Le site Airbnb attaqué de toutes parts

Par Mathias Thépot  |   |  930  mots
Même dans sa ville de naissance, la start-up fait l'objet de multiples remontrances.
Le site de locations saisonnières Airbnb provoque l’ire de plusieurs villes dans le monde. On reproche à la start-up américaine d’alimenter la pénurie d’offre locative de longue durée. Paris prévoit notamment d’instaurer une taxe.

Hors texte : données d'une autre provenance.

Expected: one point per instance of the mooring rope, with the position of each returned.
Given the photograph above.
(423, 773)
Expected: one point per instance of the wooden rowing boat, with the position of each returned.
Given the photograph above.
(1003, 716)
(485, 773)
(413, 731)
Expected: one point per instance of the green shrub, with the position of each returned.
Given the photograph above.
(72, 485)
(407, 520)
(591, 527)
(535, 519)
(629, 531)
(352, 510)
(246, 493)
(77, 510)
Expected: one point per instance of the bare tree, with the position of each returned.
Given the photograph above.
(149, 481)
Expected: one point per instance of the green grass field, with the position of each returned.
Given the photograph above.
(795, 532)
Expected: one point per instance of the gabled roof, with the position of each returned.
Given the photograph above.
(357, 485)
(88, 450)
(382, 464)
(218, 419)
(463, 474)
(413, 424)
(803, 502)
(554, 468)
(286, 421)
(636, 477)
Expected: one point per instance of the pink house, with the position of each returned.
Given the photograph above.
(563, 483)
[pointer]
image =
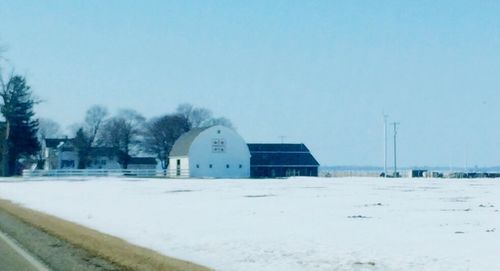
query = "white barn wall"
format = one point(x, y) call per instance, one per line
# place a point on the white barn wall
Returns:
point(235, 153)
point(201, 155)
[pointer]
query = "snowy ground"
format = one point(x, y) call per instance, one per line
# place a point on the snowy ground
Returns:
point(294, 224)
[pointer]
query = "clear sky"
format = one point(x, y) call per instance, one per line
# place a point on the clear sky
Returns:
point(317, 72)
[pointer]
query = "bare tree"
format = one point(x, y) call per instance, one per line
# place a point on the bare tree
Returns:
point(161, 133)
point(201, 117)
point(86, 135)
point(94, 118)
point(219, 121)
point(123, 133)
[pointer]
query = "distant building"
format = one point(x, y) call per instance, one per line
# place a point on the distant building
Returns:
point(213, 152)
point(61, 153)
point(281, 160)
point(142, 163)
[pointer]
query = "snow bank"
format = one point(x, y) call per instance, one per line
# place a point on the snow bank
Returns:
point(294, 224)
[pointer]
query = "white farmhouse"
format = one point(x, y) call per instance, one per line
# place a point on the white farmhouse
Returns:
point(213, 152)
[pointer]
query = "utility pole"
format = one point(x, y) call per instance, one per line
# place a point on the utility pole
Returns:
point(395, 124)
point(385, 145)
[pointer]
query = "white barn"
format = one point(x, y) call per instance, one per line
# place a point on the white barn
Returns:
point(211, 152)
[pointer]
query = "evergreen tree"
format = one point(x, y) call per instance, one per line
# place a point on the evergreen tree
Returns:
point(20, 134)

Il arrive que des propriétaires immobiliers préfèrent louer leur bien à des touristes pour une courte durée plutôt qu'à des résidents actifs pour une longue durée. A Paris, cette pratique financièrement plus avantageuse pour les propriétaires s'exerce principalement par le biais du site de location Airbnb, qui recense à lui-seul plusieurs milliers de chambres dans la Capitale. Ce type de pratique semble pourtant inapproprié au regard de la crise du logement qui sévit à Paris. La demande de logements y est largement supérieure à l'offre, ce qui impose de mobiliser le maximum de locaux d'habitations pour de longues durées.

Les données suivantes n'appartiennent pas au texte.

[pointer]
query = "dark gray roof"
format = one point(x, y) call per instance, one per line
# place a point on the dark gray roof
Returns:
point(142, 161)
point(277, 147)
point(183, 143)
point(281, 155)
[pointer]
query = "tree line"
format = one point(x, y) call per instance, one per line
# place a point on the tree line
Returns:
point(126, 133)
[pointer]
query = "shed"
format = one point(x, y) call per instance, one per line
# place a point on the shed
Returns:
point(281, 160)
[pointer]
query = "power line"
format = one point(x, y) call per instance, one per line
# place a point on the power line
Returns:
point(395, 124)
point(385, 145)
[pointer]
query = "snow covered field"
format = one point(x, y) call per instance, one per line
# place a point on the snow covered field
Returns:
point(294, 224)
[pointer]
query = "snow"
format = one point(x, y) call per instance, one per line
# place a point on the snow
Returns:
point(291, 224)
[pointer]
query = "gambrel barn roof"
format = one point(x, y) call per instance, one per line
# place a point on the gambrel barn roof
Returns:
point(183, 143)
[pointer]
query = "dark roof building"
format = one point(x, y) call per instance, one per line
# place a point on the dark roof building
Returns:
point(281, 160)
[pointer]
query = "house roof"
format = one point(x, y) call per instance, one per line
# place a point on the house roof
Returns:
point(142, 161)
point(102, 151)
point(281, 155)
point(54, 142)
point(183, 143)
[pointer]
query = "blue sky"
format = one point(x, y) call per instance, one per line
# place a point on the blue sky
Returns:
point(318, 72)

La Ville de Paris compte taxer Airbnb

A la recherche de plusieurs millions d'euros pour boucler son budget, Paris a ainsi émis l'idée d'une taxe de séjour pour les utilisateurs du site, comme pour les hôtels. Histoire aussi de freiner le développement du site dans la Capitale. "Nous avançons avec le gouvernement sur la façon de collecter cette taxe, expliquait récemment dans la presse l'adjoint au Tourisme de la Ville de Paris Jean-François Martins. Plutôt qu'un montant forfaitaire de 1 ou 2 euros par appartement, nous sommes favorables à une taxe proportionnelle au prix de la nuitée", a-t-il ajouté.

Du côté des services de la politique du logement de Paris, on souhaite davantage chasser les abus. Ils préfèrent ainsi traquer les propriétaires de plusieurs biens qui préfèrent louer sur courte durée à des vacanciers, plutôt que sur longue durée à un locataire dans le besoin.
La mairie de Paris vise moins les locataires qui souffrent du coût trop élevé de leur logement et sous-louent une pièce ou plus de leur appartement le week-end pour arrondir leurs fins de mois.

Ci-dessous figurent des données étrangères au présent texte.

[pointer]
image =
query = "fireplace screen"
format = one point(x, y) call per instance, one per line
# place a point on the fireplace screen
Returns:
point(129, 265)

Cependant, ce n'est pas parce que la mairie de Paris ferme en partie les yeux sur les sous-locations illégales, que ces agissements ne peuvent être condamnés. Ainsi en mai dernier, un locataire, assigné en justice par son bailleur, une société civile de placement immobilier (SCPI), a été condamné à payer 2.000 euros à cette dernière pour avoir sous-louer ponctuellement sans remplir les obligations nécessaires une chambre de son logement sur Airbnb. Preuve que le modèle de la start-up américaine peut piéger des locataires ou des propriétaires dans le besoin qui basculent dans l'illégalité.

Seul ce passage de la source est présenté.